それは、私なりに勇気のいることだったけど、今は絶対にこうしなくちゃいけないって思ったから。
「真田くん、ごめん、私も照れくさくって、からかうみたいなこと言っちゃった」
そう言うと、真田くんは少し驚いたような顔で私をじっと見た。
「最初から整理しようよ」
そして、私も深呼吸。
「私、この手紙を渡した時、ほんとずっと真田くんが好きだった。そして久しぶりに会ったら、やっぱり最初は真田くんがまったく違う人になったみたいでびっくりしたけど、ここしばらく話しをしたり、一緒にすごして、やっぱり真田くんが好きだなあって思ったよ。手紙を読まれちゃったのはびっくりしたけど、真田くんが大事に持っててくれたのが嬉しい。時々真田くんによそよそしかったのは……手紙どうなったかなあって、ドキドキして恥ずかしかったから。今となっては、とても自分からは聞けなかったし」
私がそう言うと、真田くんの険しい眉間がふうっとやわらかくなった。
まっすぐな目で私をじっと見る。
「そうか……! 俺は、いつでもいいぞ!」
そして、そんなことを言う。
「え? いつでもって、何が?」
私がびっくりして訪ねると、彼は怪訝そうに私を見る。
「お前の手紙の、最後に書いてあったことだ」
最後? 私、なんて締めくくったっけ?
あわてて封筒から便箋を取り出して広げてみた。

2年前の私が書いた手紙の全貌はこうだった。


真田弦一郎様

私、真田くんが大好きです。
真田くんが勉強を教えてくれたり、親切にしてくれたこと、忘れない。
私が引越してしまっても、時々でいいから私のことを思い出してくれるとうれしい。

塾で初めて会った時は、ちょっとだけ話しにくい男の子だなって思ったけど、私、真田くんと話せるようになって本当によかった。
二年したらまた神奈川に戻るから、きっと立海に編入します。
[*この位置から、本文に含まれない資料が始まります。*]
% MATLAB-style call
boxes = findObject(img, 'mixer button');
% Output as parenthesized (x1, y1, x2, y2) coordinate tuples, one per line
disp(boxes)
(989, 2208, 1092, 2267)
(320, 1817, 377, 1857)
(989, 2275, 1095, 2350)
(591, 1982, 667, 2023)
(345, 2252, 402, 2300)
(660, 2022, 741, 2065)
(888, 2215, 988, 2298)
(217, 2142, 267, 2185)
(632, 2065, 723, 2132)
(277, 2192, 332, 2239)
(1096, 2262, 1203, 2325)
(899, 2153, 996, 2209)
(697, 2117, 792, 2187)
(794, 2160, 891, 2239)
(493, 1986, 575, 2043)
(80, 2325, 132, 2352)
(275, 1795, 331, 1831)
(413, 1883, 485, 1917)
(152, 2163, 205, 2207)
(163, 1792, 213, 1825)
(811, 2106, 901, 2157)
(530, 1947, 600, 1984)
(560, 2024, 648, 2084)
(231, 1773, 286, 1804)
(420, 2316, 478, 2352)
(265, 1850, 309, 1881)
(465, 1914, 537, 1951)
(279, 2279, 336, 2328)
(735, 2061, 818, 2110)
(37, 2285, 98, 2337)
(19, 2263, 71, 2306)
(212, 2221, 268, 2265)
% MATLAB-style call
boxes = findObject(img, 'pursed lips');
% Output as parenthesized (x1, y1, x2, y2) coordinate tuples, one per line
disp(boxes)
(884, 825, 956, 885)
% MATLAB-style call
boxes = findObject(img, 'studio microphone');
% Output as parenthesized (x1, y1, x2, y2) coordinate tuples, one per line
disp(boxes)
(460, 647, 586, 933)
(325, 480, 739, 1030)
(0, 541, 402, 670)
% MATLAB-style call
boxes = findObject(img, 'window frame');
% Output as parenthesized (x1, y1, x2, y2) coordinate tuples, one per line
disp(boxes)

また真田くんと一緒に勉強したい。

私、本当に真田くんが大好きです。
初めて好きになった男の子です。
真田くんさえよければ、私の初めてのキスは真田くんがいいな。

 


私の顔には再度カーッと血が上る。
「真田くん! この手紙は、もう回収しちゃっていい!?」
私が言うと、真田くんはものすごい勢いで私から手紙をひったくる。
「だめだ! 一度俺がもらったものなのだがら、俺のものだ!」
さっきは返そうとしてたくせに……。
私たちがにらみ合うように向かい合っていると、予鈴が鳴った。
「いかん、授業が始まる、教室に戻るぞ!」
真田くんがあわてて立ち上がった。
「あ、うん」
私もあわてて彼に続いて上履を履いた。
手紙はがっちりと真田くんの手に握られたまま。
和室を出て行く前に真田くんは私を振り返る。

「俺は、いつでもいいんだからな!」

そしてもう一度言うと、私の手をつかみ、廊下を早歩きで教室に向かう。
真田くんの手はびっくりするくらい大きくて、そして熱くて。
思えば、真田くんに触れるのなんて初めてかもしれない。
いつでもいいったって、私たち手をつなぐのも初めてなら、デートをしたこともないんだよ、真田くん。
でも、不思議。
二年も離れてたのに、今はもうずっと一緒にいたみたいな気がする。
ラブレターが、やっと本当に届いたんだ。